The practice has seen its ups and downs, he said, but downtime typically occurs when corporations bring the work in-house.
With Buffalo’s renaissance and an uptick in the startup scene, there is additional IP work to be had but it is not yet freely flowing, he said. For many startups, protecting IP can be expensive so it presents a roadblock. Simpson encouraged colleagues to extend discounts and incentives.
“All of us in the practice need to do more to foster entrepreneurs and independent inventors in Western New York, and I think we’re starting to see that happen,” he said. “I think what my colleagues in the Patent Bar should do is cut these people a break.”
Breaking down the numbers:
According to Richards, there usually are more filings on the patent side because a business or individual could lose their rights if they don’t file. Patents require action in a timely manner to give the client the ability to exclude others. In 2016, the firm filed 102 patents and obtained 47.
“If you don’t and you commercialize, you can lose your ability to get that exclusive right,” he said.
There are two types of patents: utility and design. Richards sees increased recognition that design patents can have value. He said they protect the ornamental aspects of the project and are easier and less expensive to obtain. An example is the Samsung vs Apple case, where U.S. Supreme Court overturned a verdict of a lower court that had forced Samsung to pay nearly $400 million in damages for violating three of Apple’s design patents on the iPhone’s shape and colorful icons.
The Supreme Court ordered the lower court to decide if only components were infringed upon, not the entire product, which would reduce the damages.
On the trademark and copyright side, registration offers certain advantages when it comes to garnering damages in litigation. But rights in this area are the result of using the mark, so registration is not always necessary, Richards said.
In addition, registering a copyright isn’t difficult so some clients decide to do it on their own.
According to Lillis, Phillips Lytle handles lots of patent work but nearly every company with which it works has trademarks that must be protected, so that’s a focus of the practice. In 2016 the firm filed 154 trademarks and registered 131.
Lillis said he works heavily on the licensing side when companies look to market and sell their technology. Certain companies are more about patent and trademark protection while others focus on technology trade secrets.
“If we file twice as many or half as many patents next year as we did this year, we’re not going to bat an eye because we know the decisions were made in the best interest of the companies we’re working with at the time,” he said. “If a situation calls for a trade-secret arrangement, as opposed to filing a patent application, then that’s what we’ll advise.”

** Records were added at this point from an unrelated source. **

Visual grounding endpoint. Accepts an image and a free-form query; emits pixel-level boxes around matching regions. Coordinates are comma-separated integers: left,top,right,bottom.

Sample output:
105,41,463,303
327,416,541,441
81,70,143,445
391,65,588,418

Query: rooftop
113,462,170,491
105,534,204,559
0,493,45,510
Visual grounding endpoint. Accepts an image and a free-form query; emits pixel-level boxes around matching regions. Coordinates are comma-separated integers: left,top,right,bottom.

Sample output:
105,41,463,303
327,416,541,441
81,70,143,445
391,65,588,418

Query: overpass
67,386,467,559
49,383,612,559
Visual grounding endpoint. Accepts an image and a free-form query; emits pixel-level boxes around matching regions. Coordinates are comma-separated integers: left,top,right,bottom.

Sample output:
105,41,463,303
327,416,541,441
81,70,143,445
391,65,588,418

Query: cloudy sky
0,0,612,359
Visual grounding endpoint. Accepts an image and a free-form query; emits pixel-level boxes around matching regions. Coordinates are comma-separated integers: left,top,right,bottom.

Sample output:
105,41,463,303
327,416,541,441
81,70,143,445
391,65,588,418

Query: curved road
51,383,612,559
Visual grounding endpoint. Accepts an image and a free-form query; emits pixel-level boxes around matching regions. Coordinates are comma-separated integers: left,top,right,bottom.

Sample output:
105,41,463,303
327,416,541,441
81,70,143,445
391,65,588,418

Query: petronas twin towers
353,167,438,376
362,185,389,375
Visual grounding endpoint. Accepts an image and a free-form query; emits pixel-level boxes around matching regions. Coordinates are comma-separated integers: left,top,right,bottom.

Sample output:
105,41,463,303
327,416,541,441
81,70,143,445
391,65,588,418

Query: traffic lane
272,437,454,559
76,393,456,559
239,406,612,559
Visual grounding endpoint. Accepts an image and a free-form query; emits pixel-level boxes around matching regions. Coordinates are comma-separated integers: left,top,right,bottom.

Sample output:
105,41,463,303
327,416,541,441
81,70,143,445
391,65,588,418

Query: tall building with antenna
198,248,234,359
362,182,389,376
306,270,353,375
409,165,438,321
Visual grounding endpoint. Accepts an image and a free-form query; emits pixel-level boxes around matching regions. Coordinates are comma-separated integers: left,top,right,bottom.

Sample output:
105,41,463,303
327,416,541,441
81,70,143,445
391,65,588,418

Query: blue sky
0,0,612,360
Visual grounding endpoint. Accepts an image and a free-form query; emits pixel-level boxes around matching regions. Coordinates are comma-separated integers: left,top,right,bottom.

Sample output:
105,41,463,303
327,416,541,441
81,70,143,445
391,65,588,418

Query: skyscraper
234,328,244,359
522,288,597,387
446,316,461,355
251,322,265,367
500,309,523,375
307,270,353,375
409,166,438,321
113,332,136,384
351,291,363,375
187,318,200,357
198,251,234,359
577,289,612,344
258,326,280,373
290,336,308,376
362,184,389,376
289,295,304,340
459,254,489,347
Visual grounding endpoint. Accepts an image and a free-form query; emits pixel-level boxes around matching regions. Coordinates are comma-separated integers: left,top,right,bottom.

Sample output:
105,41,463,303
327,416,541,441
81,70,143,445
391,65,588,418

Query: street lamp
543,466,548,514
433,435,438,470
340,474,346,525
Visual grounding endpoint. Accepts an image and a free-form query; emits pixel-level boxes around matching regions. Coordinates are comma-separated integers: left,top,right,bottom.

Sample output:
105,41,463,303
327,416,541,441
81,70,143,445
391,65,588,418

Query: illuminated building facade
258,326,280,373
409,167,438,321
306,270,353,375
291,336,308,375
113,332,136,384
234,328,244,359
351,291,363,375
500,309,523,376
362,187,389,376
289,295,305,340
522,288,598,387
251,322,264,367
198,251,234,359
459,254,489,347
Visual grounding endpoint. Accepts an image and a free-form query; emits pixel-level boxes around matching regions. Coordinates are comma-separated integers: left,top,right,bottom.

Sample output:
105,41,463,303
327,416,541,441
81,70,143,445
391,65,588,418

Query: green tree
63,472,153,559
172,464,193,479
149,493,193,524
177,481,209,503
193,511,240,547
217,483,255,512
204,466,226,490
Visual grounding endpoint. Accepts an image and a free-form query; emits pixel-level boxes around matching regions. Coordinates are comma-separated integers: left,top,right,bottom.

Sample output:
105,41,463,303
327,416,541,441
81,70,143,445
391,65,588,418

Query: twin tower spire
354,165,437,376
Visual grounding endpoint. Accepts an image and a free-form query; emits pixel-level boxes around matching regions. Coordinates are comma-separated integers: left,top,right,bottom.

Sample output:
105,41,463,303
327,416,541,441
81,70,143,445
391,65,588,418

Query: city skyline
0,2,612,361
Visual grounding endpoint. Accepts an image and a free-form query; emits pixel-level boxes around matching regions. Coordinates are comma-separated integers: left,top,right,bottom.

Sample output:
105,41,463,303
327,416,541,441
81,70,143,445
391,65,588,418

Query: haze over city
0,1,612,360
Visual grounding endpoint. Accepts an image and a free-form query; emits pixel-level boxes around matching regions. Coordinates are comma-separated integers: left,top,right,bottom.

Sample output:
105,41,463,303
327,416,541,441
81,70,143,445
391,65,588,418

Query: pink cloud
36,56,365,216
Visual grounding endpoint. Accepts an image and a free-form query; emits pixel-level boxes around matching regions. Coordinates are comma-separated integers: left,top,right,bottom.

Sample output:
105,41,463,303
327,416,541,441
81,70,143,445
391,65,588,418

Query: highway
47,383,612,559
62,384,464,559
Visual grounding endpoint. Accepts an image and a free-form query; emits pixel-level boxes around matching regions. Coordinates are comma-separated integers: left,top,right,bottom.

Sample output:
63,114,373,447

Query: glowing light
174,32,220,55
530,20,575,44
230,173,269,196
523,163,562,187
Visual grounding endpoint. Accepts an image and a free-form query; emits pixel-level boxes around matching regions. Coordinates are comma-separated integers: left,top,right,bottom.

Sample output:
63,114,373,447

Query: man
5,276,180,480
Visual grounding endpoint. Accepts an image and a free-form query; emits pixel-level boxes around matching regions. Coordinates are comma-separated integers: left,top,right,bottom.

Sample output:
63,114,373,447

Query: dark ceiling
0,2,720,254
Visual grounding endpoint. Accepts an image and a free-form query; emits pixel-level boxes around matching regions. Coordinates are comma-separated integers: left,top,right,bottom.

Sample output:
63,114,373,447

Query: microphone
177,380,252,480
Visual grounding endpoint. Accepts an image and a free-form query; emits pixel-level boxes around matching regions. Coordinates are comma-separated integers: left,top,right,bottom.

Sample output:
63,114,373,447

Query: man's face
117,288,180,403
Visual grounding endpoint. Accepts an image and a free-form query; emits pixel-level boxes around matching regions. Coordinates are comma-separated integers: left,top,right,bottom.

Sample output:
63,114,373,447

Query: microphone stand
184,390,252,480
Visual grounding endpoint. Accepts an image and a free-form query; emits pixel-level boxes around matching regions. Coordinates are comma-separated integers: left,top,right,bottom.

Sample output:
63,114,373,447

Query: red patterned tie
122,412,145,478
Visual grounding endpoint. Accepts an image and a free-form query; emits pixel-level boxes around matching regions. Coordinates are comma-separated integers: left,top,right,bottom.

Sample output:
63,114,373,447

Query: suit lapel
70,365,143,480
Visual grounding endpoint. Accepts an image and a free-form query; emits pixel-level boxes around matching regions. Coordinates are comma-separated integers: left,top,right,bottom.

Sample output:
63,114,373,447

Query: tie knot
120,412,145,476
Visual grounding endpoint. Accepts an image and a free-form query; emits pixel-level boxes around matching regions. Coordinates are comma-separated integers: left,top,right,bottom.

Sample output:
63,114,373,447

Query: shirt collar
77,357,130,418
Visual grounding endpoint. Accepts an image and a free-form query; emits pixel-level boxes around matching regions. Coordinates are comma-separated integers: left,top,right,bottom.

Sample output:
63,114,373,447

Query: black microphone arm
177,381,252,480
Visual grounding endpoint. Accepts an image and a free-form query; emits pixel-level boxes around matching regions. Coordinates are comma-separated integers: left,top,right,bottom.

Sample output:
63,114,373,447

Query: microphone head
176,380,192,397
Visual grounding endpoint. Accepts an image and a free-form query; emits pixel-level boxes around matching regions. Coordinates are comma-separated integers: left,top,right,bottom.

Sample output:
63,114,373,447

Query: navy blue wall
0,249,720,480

The IP practice at Simpson & Simpson consists of about 70 percent patent work, 29 percent trademark and 1 percent copyright, according to Robert Simpson. Still, he considers the trademark practice managed by his wife as active. It involves clearing marks for a company’s use, registering and enforcing them in the patent office and, when needed, in courts.
The firm filed 98 patents and 61 trademarks in 2016.
Barclay Damon’s IP practice maintains about 5,000 trademarks for clients but is a little heavier on the patent side — 177 patents were filed throughout the entire practice in 2016, according to Sullivan. Much of the work comes from foreign-based attorneys and entities.
As a predominantly Upstate firm, Barclay Damon can offer them a more attractive pricing model, he said. In the end, most of the group’s revenue is generated from patent litigation, a driving force in the practice.